Labriola mentioned it in the book "Love in Abundance." So far, that's the only book I've read that's mentioned it as a compatibility thing to think about when creating a healthy, interdependent relationship.

Someone who likes lots of togetherness/companionship doesn't have to go all the way out to the "unhealthy" place, but they just aren't going to be compatible with someone who likes a lot time on their own and only wants to be together sometimes. It might too big a gap to bridge. She used numbers 1-10, if I remember right, like, a super-independent 2 is going to have a hard time being with a super-companionship 9, whereas a 4 and a 6 might be able to work something out, because it's not as huge a gap.

As always with books and articles, YMMV.

Galagirl
 
Last edited:
Yeah. I've always thought it a very good article. I'd never actually noticed that part of it I quoted before. I think it serves a very practical purpose to newly-poly people in a "traditional marriage with kids" set up. It gives them some idea of exactly how often "every Thursday night" will be interrupted by a family emergency before they offer that kind of weekly schedule to a partner.

When I recommend it to people, I generally stick to that logistical aspect of opening your relationship. They can find out themselves that there may be a whole emotional side to this adjustment that they aren't fully prepared for.
 
Such a good article. This is really good advice for any couple, especially for folk who got married (too) young and have been enmeshed for a decade or two. When we started talking about what our future as a couple looked like, we realized our mismatches meant we needed to find out who we were alone. Screw any consideration of CNM, we needed to figure out what life looked like off the societal autopilot we’d grown accustomed to. We relied on each other to be there “on retainer." Now she has her weekly Wednesday night meetup group and I have more freedom to set the nights I have out.

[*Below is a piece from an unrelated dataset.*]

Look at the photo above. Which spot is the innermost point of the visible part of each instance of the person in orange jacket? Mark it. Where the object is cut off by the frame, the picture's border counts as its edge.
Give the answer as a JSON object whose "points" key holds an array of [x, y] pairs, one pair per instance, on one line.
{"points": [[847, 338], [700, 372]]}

Of course, we still declared our CNM major to be swinging, but many of the same lessons are useful for reprogramming from unhealthy enmeshment and should apply to mono couples, too. That distance can create added intimacy for them, too.
 
Oof. Fair point! My wife and I are actually working on this, on Wednesdays I go out for yoga and she does whatever. It’s hard for me. We’ve been together for decades but I’ve been home relying on her to handle some things I can’t. I totally get this and we are working on it together.